From 5e6c1c1a633f63376933b35ac503ca85bfa53e04 Mon Sep 17 00:00:00 2001
From: mmc <853506518@qq.com>
Date: Mon, 20 Apr 2026 14:55:32 +0800
Subject: [PATCH] fix: harden responses stream termination

Ensure /v1/responses streaming always emits completion frames on upstream EOF, errors, and cancellation, and add targeted diagnostics for interrupted Lingma streams.

Co-Authored-By: Claude Opus 4.7 <noreply@anthropic.com>
---
 app/lingma_client.py           |  10 +-
 app/main.py                    | 163 ++++++++++++++++++---------------
 tests/test_tool_call_bridge.py |  39 ++++++++
 3 files changed, 139 insertions(+), 73 deletions(-)

diff --git a/app/lingma_client.py b/app/lingma_client.py
index 571de69..f46ecf4 100644
--- a/app/lingma_client.py
+++ b/app/lingma_client.py
@@ -495,13 +495,21 @@ class LspWsRpcClient:
         if stream is None:
             return
         start = time.monotonic()
+        last_chunk_at = start
         while True:
             remain = timeout - (time.monotonic() - start)
             if remain <= 0:
-                raise TimeoutError("chat stream timeout")
+                first_chunk_at = stream.get("first_chunk_at")
+                raise TimeoutError(
+                    "chat stream timeout "
+                    f"request_id={request_id} timeout={timeout:.1f}s "
+                    f"first_chunk_at={None if first_chunk_at is None else round(first_chunk_at - start, 3)}s "
+                    f"last_chunk_at={round(last_chunk_at - start, 3)}s"
+                )
             chunk = await asyncio.wait_for(stream["chunks"].get(), timeout=remain)
             if chunk is None:
                 break
+            last_chunk_at = time.monotonic()
             yield chunk
 
     def get_stream_result(self, request_id: str) -> dict:
diff --git a/app/main.py b/app/main.py
index c0c7068..3a23b87 100644
--- a/app/main.py
+++ b/app/main.py
@@ -859,10 +859,21 @@ async def v1_chat_completions(req: ChatCompletionsRequest, request: Request):
                     yield "data: [DONE]\n\n"

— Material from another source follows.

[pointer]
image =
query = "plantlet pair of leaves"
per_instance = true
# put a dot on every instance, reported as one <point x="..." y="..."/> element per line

                     success = True
                 except asyncio.CancelledError:
-                    logger.info("chat.stream cancelled by client (inst=%s)", _inst.name)
+                    logger.info(
+                        "chat.stream cancelled by client (inst=%s, session_id=%s)",
+                        _inst.name,
+                        cached_session_id,
+                    )
                     raise
                 except Exception as exc:
-                    logger.warning("chat.stream error (inst=%s): %s", _inst.name, exc)

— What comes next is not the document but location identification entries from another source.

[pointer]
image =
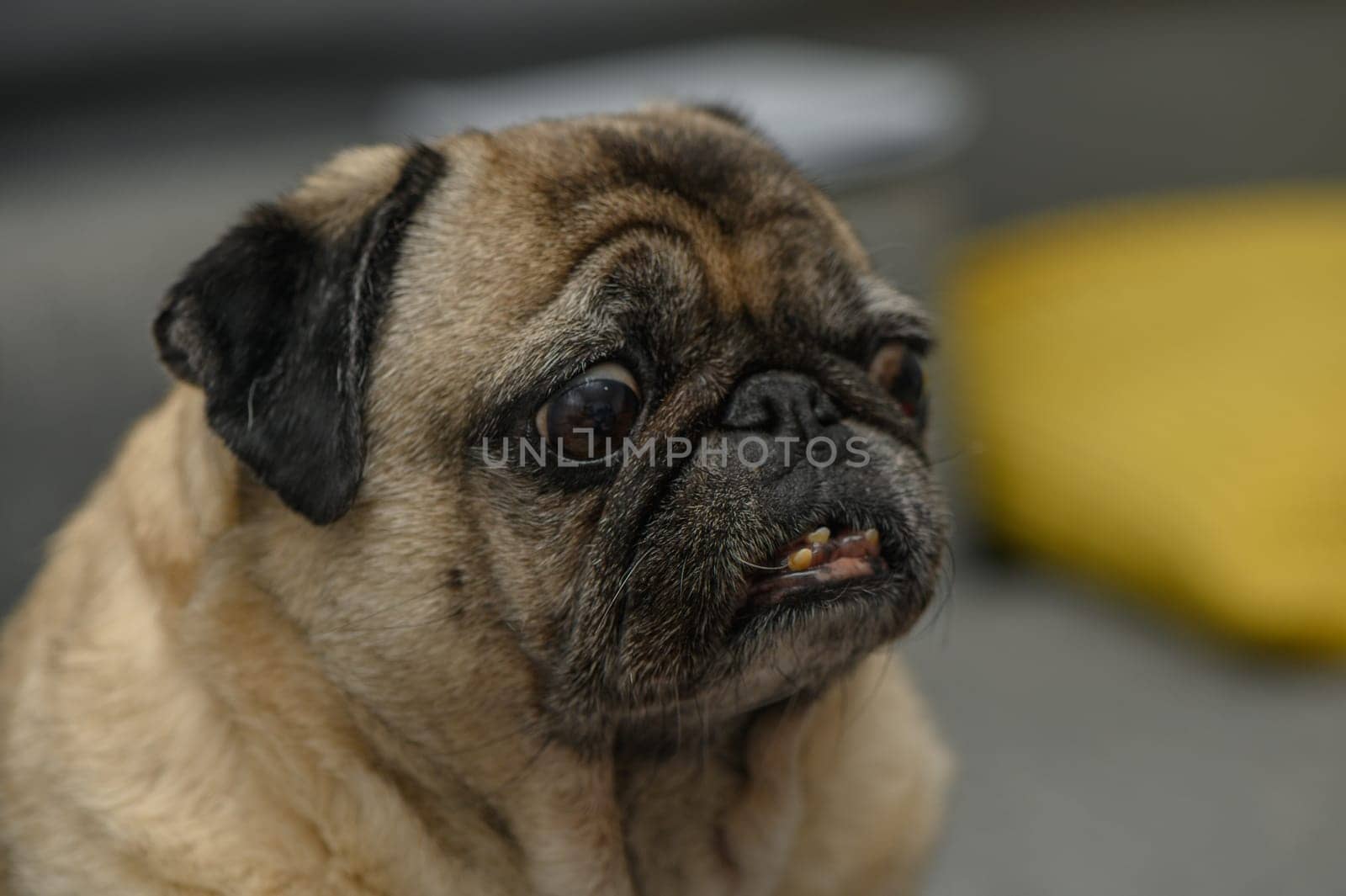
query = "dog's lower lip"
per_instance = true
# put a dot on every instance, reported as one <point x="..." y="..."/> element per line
<point x="819" y="559"/>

+                    logger.warning(
+                        "chat.stream error (inst=%s, session_id=%s, prompt_tokens=%s, completion_tokens=%s): %s",
+                        _inst.name,
+                        cached_session_id,
+                        prompt_tokens,
+                        completion_tokens_holder["n"],
+                        exc,
+                    )
                 finally:
                     # Persist upstream sessionId only on a clean chat/finish.
                     # Partial streams (cancelled, timed out) leave Lingma's
@@ -1157,6 +1168,23 @@ async def _responses_stream_from_chat_stream(
 ):
     created_at = int(time.time())
     usage: dict[str, int] = {"input_tokens": 0, "output_tokens": 0, "total_tokens": 0}
+    completed_sent = False
+
+    def _completed_frame() -> str:
+        return _sse_data(
+            {
+                "type": "response.completed",
+                "response": {
+                    "id": response_id,
+                    "object": "response",
+                    "created_at": created_at,
+                    "status": "completed",
+                    "model": model,
+                    "usage": usage,
+                },
+            }
+        )
+
     yield _sse_data(
         {
             "type": "response.created",
@@ -1170,86 +1198,77 @@ async def _responses_stream_from_chat_stream(
         }
     )
 
-    async for part in chat_stream.body_iterator:
-        chunk = part.decode("utf-8") if isinstance(part, bytes) else str(part)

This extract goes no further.